By the time Schneider arrived at the Luminous boardroom in 2011, the inverter had moved from the engineer's catalogue to the consumer's wishlist. The diesel-genset had moved from default to last-resort. The voltage stabiliser had moved from optional accessory to expected fitment. The home-UPS had moved from luxury to standard. None of these shifts happened because a single company decided they should. They happened because a generation of founders — Aggarwal and Gupta at Microtek, Malhotra and Kapoor at Luminous, Kunwer Sachdev at Su-Kam, and the dozens of regional players that filled in between them — together normalised a category that did not exist as a household idea before they got to work.

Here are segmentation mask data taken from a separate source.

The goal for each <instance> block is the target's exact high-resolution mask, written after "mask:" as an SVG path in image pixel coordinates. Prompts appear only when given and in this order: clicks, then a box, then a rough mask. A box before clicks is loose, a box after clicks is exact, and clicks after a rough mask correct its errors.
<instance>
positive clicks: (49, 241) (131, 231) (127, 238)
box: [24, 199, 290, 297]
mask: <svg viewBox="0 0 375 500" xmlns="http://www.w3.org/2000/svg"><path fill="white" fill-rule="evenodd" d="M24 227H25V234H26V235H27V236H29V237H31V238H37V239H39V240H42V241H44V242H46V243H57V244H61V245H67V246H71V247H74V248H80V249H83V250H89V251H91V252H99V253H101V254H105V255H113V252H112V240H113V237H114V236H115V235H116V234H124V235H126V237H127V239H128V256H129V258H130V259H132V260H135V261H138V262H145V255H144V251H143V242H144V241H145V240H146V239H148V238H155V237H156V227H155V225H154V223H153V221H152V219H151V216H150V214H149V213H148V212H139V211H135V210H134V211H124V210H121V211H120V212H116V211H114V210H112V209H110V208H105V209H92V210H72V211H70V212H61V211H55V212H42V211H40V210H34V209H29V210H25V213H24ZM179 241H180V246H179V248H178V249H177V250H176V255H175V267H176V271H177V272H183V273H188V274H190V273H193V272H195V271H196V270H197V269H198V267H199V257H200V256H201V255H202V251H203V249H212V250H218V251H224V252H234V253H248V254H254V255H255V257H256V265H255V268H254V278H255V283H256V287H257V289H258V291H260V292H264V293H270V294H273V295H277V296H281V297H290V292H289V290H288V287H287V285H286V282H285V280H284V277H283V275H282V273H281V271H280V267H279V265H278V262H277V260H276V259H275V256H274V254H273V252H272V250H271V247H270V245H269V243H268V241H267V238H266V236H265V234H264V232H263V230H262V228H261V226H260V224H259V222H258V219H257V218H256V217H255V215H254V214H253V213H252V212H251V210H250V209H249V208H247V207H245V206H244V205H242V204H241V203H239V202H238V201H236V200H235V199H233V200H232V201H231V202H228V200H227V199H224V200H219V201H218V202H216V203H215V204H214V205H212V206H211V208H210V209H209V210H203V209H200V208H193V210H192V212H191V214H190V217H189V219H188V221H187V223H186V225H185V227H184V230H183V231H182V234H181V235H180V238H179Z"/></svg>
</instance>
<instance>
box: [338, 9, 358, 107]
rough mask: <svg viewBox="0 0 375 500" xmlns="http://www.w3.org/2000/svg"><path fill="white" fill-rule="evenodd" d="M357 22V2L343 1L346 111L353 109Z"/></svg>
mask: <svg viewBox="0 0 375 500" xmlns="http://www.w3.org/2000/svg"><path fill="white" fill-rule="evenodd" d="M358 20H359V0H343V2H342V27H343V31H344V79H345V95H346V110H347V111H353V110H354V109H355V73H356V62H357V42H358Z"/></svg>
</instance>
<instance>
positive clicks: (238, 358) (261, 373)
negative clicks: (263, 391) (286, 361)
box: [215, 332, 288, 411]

That is the kind of contribution that founder profiles like this one exist to record. The deal value lives in the Business Standard archive. The category normalisation lives in every Indian home with a quiet hum coming from a wall cabinet at the back of the living room. Luminous, and its two co-founders, are one of the reasons that hum is there.
Editorial Note. This piece is independent third-party editorial written for invertermanofindia.com as the second profile in our Indian power-electronics founder series. It draws on contemporaneous Indian business-press coverage of Luminous Power Technologies and Schneider Electric (including Business Standard's 1 June 2011 reporting on the Rs 1,400 crore acquisition and its earlier Newsmaker: Rakesh Malhotra profile), on Wikipedia's entry for Luminous Power Technologies, on SAR Group's own public disclosures about its founders and the 2.0 mission, and on industry coverage of Livguard's current scale. No part of this article was commissioned, reviewed or approved by Luminous Power Technologies, Schneider Electric, SAR Group, Livguard, or the founders profiled. Any errors of fact or framing are the editorial team's own.
Su-Kam Dissociation Disclaimer. Kunwer Sachdev is no longer involved with Su-Kam Power Systems Ltd in any operational or shareholding capacity. References to Su-Kam in this piece pertain to the historical record of the company during the years covered. Nothing in this article should be read as a statement on behalf of, or about the current operations of, Su-Kam Power Systems Ltd, Luminous Power Technologies, Schneider Electric, SAR Group, or Livguard as those entities exist today.